The 1922 League of Nations Mandate for Palestine similarly noted that "recognition has been given to the historical connection of the Jewish people with Palestine and to the grounds for reconstituting their national home in that country." That recognition was applied to the allocation of territory that included Judea and Samaria.
Neither the Palestinian Arabs nor any Arab nation has since acquired sovereignty over this land in an internationally recognized fashion. Trans-Jordan seized these territories in war and sought to annex them, however that claim was rejected by every nation but the United Kingdom and Pakistan.
Given this history, the rights of the Jewish people in these lands are plentiful, historic and firmly enshrined. While Arabs certainly have had a presence in these lands as well, and negotiations about sharing Judea and Samaria may therefore be necessary for the sake of peace, they cannot proceed from the false premise that all of this is "Palestinian land" or occupied "Palestinian territory." The Jewish claim stands as strong. At most, these are "disputed territories."
Another truth is that Jewish communities are not "impediments" to peace, as Mr. Obama and other settlement opponents simplistically suggest.
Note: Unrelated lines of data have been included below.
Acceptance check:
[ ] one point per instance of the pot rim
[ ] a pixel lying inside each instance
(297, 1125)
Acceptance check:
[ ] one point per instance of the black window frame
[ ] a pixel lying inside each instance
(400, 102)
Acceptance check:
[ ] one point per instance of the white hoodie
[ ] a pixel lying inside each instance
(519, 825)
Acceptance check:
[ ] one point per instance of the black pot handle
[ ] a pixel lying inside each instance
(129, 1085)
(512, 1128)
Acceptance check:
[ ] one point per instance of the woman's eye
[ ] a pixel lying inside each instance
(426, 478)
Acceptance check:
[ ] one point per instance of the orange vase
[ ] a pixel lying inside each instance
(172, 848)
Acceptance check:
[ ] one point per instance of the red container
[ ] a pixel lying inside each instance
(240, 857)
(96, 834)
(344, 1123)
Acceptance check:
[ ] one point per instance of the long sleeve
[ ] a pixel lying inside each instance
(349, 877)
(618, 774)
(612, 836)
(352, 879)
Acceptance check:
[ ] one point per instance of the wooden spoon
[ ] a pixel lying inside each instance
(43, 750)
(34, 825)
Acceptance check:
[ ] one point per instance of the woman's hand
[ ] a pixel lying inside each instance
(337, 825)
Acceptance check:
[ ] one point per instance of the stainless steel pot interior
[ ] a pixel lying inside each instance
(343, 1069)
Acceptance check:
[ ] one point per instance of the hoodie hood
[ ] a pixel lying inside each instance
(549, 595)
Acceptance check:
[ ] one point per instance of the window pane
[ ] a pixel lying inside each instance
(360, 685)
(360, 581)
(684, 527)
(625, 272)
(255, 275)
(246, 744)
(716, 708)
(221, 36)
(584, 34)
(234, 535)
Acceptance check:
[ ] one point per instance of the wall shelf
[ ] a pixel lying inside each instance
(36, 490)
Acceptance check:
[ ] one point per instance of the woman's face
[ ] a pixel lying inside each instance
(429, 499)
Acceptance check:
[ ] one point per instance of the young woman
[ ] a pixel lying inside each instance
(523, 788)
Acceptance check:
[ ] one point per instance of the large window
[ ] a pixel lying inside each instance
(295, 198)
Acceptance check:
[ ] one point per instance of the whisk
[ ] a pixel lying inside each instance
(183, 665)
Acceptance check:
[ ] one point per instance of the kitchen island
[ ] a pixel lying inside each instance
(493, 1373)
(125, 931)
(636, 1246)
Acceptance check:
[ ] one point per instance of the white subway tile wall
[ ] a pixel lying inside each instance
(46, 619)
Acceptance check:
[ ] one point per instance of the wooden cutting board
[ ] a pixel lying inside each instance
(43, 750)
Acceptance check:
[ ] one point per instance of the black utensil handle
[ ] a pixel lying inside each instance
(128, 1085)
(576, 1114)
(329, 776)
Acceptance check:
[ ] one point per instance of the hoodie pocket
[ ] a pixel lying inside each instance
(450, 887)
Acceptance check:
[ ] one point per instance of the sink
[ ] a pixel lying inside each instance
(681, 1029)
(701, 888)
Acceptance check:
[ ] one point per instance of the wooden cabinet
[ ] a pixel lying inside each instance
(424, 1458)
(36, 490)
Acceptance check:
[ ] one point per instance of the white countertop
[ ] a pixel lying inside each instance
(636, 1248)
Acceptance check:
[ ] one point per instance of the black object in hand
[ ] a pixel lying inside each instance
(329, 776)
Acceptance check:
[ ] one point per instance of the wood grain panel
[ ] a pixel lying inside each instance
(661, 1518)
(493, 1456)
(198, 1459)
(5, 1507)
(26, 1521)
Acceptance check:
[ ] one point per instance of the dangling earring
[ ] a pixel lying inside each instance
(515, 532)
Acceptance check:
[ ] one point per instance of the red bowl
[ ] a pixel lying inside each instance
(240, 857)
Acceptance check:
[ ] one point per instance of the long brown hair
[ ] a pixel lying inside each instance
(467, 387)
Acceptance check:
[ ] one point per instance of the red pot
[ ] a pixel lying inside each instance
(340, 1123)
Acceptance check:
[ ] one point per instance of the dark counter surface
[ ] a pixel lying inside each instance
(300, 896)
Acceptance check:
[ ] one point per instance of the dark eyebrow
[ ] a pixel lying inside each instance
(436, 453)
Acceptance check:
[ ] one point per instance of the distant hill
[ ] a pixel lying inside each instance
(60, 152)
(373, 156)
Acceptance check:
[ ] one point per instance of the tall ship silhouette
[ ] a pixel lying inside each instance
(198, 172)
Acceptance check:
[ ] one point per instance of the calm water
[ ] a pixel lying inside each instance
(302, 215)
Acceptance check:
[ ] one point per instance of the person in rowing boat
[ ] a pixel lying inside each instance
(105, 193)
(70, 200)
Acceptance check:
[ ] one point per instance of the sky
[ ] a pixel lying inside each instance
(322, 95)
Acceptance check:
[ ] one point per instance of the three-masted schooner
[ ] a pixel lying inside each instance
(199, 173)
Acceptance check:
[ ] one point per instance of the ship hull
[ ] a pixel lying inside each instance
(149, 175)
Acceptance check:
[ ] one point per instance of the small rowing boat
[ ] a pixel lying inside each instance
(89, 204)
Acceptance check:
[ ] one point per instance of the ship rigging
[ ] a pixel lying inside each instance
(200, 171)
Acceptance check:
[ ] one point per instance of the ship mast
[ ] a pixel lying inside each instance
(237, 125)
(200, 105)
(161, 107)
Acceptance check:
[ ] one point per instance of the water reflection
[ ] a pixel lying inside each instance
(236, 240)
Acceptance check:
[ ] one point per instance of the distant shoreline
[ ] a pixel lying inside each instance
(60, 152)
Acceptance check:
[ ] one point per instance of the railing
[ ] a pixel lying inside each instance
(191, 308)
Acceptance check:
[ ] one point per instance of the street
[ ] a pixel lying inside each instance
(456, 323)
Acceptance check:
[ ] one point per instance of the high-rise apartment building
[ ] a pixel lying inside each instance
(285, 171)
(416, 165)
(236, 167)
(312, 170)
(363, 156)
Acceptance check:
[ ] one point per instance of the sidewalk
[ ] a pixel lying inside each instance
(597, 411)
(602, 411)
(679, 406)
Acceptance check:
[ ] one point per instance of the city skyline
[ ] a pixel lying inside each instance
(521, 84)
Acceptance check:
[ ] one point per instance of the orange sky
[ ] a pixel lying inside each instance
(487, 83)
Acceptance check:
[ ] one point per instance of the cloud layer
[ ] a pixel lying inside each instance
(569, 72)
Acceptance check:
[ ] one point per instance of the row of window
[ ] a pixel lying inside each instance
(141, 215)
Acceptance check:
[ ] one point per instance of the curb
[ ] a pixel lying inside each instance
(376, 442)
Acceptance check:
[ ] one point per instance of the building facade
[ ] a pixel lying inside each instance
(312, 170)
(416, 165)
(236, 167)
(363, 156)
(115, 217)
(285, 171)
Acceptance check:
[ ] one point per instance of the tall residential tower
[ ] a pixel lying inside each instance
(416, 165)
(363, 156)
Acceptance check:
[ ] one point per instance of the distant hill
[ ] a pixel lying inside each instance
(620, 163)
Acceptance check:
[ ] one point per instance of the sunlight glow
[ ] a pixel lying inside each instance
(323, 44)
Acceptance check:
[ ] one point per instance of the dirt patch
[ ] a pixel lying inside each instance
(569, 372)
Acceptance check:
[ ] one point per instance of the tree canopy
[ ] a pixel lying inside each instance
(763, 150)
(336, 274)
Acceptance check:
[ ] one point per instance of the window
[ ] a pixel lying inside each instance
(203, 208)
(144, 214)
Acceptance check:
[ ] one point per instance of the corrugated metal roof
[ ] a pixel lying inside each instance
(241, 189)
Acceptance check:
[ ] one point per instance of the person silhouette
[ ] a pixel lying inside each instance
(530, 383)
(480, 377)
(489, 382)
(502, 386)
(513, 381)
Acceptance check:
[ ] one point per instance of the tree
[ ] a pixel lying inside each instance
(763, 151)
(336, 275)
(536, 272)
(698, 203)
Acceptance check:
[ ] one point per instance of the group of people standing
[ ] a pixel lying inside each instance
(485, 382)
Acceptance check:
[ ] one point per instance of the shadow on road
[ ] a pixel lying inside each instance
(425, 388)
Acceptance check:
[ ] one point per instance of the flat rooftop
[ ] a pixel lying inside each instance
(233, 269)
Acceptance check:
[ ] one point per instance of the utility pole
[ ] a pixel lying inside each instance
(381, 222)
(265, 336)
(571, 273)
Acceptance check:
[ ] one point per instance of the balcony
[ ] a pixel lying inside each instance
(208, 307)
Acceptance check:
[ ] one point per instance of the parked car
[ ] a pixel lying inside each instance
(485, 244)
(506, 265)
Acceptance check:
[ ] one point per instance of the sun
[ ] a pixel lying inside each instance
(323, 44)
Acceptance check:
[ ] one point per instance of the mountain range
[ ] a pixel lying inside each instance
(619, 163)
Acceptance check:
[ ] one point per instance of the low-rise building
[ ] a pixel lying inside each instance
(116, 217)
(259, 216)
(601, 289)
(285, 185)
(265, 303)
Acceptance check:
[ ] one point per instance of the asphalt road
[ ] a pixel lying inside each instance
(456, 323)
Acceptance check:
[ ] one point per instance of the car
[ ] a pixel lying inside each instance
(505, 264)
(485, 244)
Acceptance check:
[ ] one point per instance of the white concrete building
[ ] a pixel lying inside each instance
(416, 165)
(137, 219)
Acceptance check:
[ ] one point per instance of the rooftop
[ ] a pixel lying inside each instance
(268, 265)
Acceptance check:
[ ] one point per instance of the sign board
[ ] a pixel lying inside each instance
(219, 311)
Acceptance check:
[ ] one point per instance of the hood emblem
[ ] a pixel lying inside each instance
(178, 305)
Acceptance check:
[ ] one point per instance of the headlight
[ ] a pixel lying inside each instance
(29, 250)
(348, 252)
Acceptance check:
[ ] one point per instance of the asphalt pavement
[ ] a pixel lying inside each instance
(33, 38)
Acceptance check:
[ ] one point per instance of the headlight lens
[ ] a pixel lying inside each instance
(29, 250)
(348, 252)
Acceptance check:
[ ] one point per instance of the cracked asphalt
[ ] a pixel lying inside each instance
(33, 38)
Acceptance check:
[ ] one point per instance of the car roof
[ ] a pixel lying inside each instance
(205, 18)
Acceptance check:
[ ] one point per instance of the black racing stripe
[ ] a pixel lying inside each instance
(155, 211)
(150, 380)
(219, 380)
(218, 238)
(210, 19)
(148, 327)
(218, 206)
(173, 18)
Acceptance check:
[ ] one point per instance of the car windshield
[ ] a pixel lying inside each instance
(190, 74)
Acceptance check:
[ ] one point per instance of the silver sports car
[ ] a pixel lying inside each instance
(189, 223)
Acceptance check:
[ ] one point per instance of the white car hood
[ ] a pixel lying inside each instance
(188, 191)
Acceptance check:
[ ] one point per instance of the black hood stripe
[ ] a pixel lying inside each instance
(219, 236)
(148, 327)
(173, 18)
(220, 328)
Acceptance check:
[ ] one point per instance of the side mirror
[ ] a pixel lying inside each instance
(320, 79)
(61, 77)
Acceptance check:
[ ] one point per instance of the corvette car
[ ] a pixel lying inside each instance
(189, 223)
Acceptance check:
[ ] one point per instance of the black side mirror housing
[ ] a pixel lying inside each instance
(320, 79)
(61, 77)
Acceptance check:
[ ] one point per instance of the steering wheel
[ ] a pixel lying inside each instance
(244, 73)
Polished Palestinian propaganda has for years purveyed the myth that Israeli settlements are choking Palestinian communities the way urban sprawl has invaded and strangled formerly green spaces and placid rural areas. Yet, in truth, no such thing exists in the largely unsettled expanses of the West Bank. One can look out from points in any number of Jewish settlements, and not a village, building or even a herd of sheep can be seen.
When Mark Twain walked this land in 1867, he described in his book, "The Innocents Abroad," this very same "deserted" and "desolate country" with its "rocky and bare" landscape. Today, despite Palestinian efforts to portray it differently, not all that much has changed outside the towns and villages that dot the land.
Even Peace Now concedes that Israeli settlements - most of which are bedroom communities of Jerusalem or Tel Aviv - occupy less than three percent of the West Bank. Meanwhile, more than 98 percent of Palestinians already live under the jurisdiction of the Palestinian Authority, and there is adequate land there for Palestinian expansion.
Moreover, Israeli professionals living a suburban life with their children in the vast expanse of these territories need not impede Palestinians' day-to-day affairs. Israeli checkpoints and security measures were implemented only because Palestinians have seemed more interested in killing Jews than establishing an independent Palestinian state. And the truth is that these measures have saved many Jewish lives. As the Palestinian leadership demonstrates its willingness to confront Palestinian terrorists, those checkpoints are already being reduced.
Once terror ceases, there is no valid reason why the existence of Jewish communities near Palestinian ones should hinder growth under the Palestinian Authority. Indeed, Israel has more than a million Arab citizens, many Arab parliament members and dozens of Arab cities, towns and villages in its midst. The contention that Jewish communities must be uprooted as the only way for Palestinians to make peace is, truthfully, a troublingly racist notion.
Israelis know, and have demonstrated, that Arabs and Jews can get along. When Palestinians compromise, accept the presence of Jews and find a way to share this land, Israel will once again find the way to achieve peace.
Aron U. Raskas, an American attorney, has held leadership positions in several prominent U.S. Jewish organizations.